モノを手放すことは、どれほど大きな意味を持っているのでしょうか。
私のように本に執着していたのは、そこに固定された行動、パターン化された心の状態が守れる、といった一種の安心感があったからだと思います。周囲の状況がどんなに変化しようが、自分のパターンの中からはずれなければ心が乱されることもないし、心が乱されそうになったらいつでも本を読んでそこに没頭することで安心感を得られるのです。
しかし、もちろんそこには本当の安心感などありません。世界に関わらずに、つまり自分の世界、経験を広げずに、自分を偽って生きているのです。モノを手放せない人はそこに偽の安心感を見出そうとしているのです。
なぜモノを所有することで安心感を得ようとするのでしょうか。 モノというのは人がこの世で一番コントロールできる(と思い込んでいた、あるいは社会がそう思わせていた)からではないでしょうか。いつの間にか、あなたはこれこれを持っていると安心ですよ幸せですよ、と思い込まされていたのです。そしてその誰かが言った幸せを得るためにモノを持つことに夢中になってしまったのです。

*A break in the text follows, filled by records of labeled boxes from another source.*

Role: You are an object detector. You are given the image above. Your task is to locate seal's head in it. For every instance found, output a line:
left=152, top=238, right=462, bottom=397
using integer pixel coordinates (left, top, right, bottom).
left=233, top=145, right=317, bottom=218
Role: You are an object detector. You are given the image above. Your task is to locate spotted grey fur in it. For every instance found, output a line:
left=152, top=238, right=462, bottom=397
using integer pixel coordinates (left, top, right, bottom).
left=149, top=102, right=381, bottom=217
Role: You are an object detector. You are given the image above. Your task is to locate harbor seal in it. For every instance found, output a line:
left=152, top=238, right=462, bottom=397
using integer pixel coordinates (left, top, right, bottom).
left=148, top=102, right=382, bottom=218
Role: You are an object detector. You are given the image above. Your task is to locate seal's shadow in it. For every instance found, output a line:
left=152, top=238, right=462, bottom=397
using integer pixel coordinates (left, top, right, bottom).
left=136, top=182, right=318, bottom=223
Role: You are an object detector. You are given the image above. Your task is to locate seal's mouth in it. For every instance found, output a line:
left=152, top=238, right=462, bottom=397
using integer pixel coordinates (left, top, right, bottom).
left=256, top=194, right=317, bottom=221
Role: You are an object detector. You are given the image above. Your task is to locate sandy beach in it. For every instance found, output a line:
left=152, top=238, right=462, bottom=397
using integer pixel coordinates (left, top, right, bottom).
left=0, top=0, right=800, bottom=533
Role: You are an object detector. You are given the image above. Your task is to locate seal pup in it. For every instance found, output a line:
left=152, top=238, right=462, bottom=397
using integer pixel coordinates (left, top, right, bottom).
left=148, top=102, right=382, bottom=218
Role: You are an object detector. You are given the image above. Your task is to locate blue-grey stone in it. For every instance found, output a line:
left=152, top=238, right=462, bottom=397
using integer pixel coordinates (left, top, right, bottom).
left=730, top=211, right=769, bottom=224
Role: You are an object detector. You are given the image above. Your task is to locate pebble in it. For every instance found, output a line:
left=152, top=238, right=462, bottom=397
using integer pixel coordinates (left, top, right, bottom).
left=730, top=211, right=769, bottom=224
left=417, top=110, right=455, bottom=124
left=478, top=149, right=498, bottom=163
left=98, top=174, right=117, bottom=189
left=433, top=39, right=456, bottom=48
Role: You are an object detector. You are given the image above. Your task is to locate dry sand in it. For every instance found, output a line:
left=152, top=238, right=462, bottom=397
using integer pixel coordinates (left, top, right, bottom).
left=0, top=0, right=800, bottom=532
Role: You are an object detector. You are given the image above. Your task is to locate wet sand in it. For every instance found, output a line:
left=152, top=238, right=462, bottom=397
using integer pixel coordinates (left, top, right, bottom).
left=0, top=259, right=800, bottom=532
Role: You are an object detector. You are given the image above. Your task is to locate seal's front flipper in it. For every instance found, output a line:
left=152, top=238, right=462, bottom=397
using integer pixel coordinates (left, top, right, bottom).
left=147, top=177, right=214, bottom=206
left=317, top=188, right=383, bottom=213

モノの所有というのは、コントロールできないものをコントロールしようとすることであり、コントロールできない現実からの逃避であり、思考の固定化であり、そして、自分の成長や変化を妨げるものなのです。
そういったモノを手放すことによって、あるいは預かりモノとして大切にすることによって、その他のことも手放し始めます。後悔や期待、先入観や偏見、ルールやコントロール、主義主張などを手放し始めます。毎日毎日が、一瞬一瞬が、生き生きと感じられ、一体感と調和の中で生き始めます。
モノを手放してみてください。手放しながら自分の心の変化を感じて、自分の固定した心があれば見つめてみましょう。うまく行くときも行かないときもあるでしょう。
しかし、続ければ続けるだけ自由と生き生きとした感覚を得られるでしょう。